Build barriers between the bed bug and the host
1. Use monitoring devices – e.g. climb up interceptors, moat traps, sticky traps etc.
2. Other techniques
a. Move the bed away from the wall.
b. Elevate the mattress or box spring from off the floor.
c. Lift dust ruffles, bed skirts, sheets and blankets from off the floor.
d. Use oils (e.g. lavender, eucalyptus, canola, tree, thyme, cedar & virgin olive oils in their undiluted state) to repel or suffocate the pests.
Safe disposal of items
a. Seal infested items in plastic bags before removing them from the room.
b. Treat infested furniture before removing it from the room.
c. Label furniture “INFESTED WITH BED BUGS” before disposing of it.
a. Use bed bug proof encasements on the mattress and box spring.
b. Use chemically impregnated mattress covers.
c. Implement strategies to exclude bed bugs from your home (e.g. inspect the hotel room before unpacking your luggage).
Chemical and non-chemical treatments
Some bed bugs will remain after using prevention control measures so use a range of chemical and non-chemical treatments to eliminate them.
Non-chemical treatments include diatomaceous earth, silica gel dust, lavender oil, essential oils, natural dust treatments, natural insecticide spray, steam, heat and cold treatment.

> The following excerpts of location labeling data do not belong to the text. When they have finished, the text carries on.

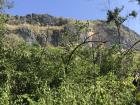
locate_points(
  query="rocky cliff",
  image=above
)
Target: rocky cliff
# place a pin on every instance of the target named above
(45, 29)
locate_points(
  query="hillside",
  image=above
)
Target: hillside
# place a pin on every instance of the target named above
(45, 29)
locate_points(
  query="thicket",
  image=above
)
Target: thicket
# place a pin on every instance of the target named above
(68, 75)
(72, 75)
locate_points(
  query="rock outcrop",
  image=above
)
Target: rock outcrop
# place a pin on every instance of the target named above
(46, 29)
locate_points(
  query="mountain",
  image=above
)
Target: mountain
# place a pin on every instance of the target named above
(57, 31)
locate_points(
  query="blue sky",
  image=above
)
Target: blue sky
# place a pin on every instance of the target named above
(76, 9)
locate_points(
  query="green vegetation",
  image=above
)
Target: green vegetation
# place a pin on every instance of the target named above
(70, 74)
(32, 75)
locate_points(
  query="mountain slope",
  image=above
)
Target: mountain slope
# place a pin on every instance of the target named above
(45, 29)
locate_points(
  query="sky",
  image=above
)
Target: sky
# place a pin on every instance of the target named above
(77, 9)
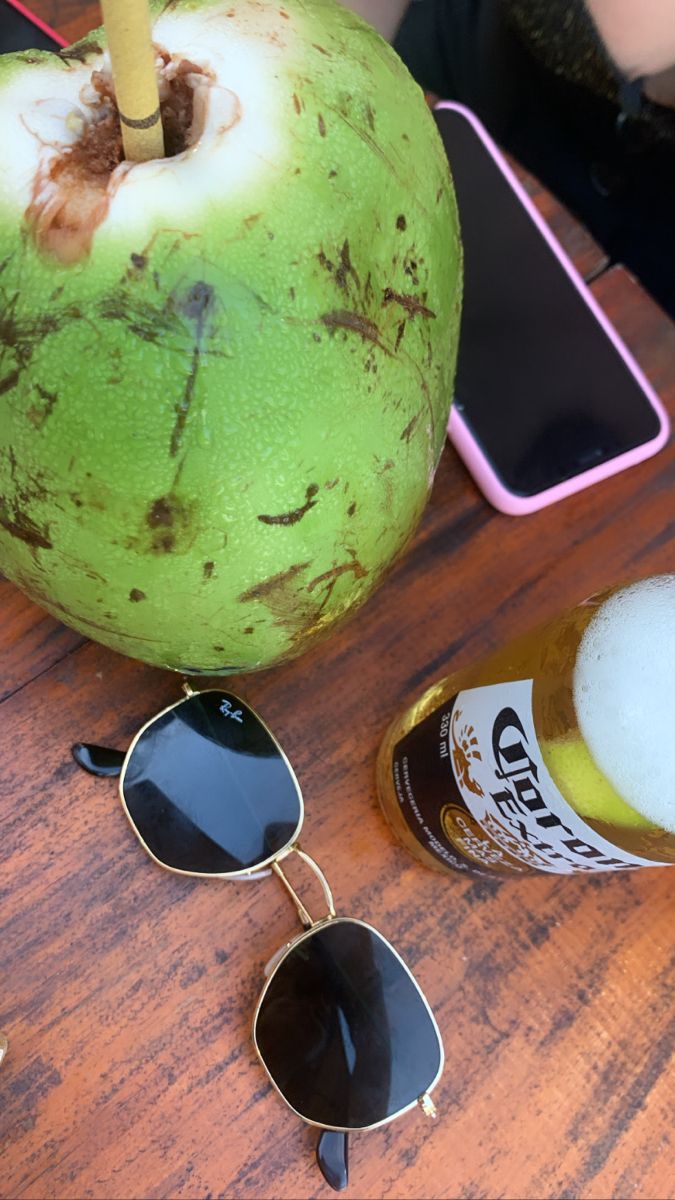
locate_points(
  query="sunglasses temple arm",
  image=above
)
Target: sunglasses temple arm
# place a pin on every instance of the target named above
(99, 761)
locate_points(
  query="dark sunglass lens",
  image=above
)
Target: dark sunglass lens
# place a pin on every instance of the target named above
(208, 787)
(344, 1030)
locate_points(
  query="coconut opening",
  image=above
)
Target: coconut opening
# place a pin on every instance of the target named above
(76, 181)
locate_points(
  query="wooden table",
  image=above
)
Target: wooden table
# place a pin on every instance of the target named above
(127, 993)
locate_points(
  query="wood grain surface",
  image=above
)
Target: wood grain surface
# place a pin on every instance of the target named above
(127, 993)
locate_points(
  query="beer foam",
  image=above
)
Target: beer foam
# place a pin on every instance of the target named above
(623, 695)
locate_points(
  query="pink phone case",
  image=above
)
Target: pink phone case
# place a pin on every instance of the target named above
(458, 431)
(37, 22)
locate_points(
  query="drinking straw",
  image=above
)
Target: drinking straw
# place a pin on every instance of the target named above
(132, 59)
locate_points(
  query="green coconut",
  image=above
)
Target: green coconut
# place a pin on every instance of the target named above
(225, 376)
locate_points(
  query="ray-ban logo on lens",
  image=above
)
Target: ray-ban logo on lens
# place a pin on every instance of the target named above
(228, 711)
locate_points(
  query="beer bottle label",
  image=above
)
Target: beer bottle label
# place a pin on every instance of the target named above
(476, 792)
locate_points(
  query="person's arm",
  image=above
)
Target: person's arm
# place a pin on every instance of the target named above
(639, 35)
(384, 15)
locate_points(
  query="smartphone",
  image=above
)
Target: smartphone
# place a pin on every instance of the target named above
(548, 400)
(22, 30)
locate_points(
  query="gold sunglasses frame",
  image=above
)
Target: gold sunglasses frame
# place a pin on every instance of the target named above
(252, 873)
(424, 1101)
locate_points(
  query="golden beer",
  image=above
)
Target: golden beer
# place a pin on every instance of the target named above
(555, 754)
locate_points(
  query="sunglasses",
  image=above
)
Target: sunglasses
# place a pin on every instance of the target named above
(341, 1026)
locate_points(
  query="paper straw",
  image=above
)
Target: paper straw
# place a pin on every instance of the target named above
(132, 58)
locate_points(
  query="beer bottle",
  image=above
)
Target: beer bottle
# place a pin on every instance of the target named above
(555, 754)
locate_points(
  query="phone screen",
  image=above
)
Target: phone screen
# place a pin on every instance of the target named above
(539, 384)
(17, 33)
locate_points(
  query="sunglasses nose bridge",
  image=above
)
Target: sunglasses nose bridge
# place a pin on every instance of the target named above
(306, 919)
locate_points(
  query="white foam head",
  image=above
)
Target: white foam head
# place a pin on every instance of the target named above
(623, 694)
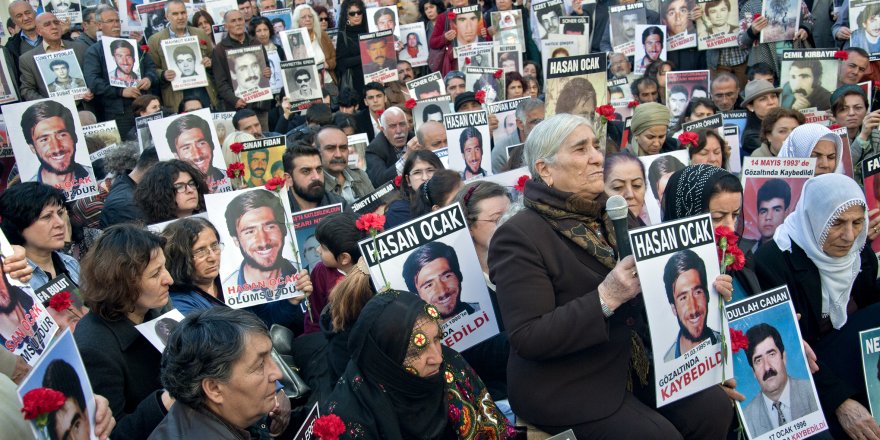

Chemical treatments include insect growth regulators, fumigation, bed bug powder, liquid insecticide and dust insecticide.
Bed bugs are very difficult pests to control. To successfully eliminate the pests you must gather information about them and use the knowledge to select a range of treatments and prevention controls to eliminate them. IPM is the common sense approach to bed bug control.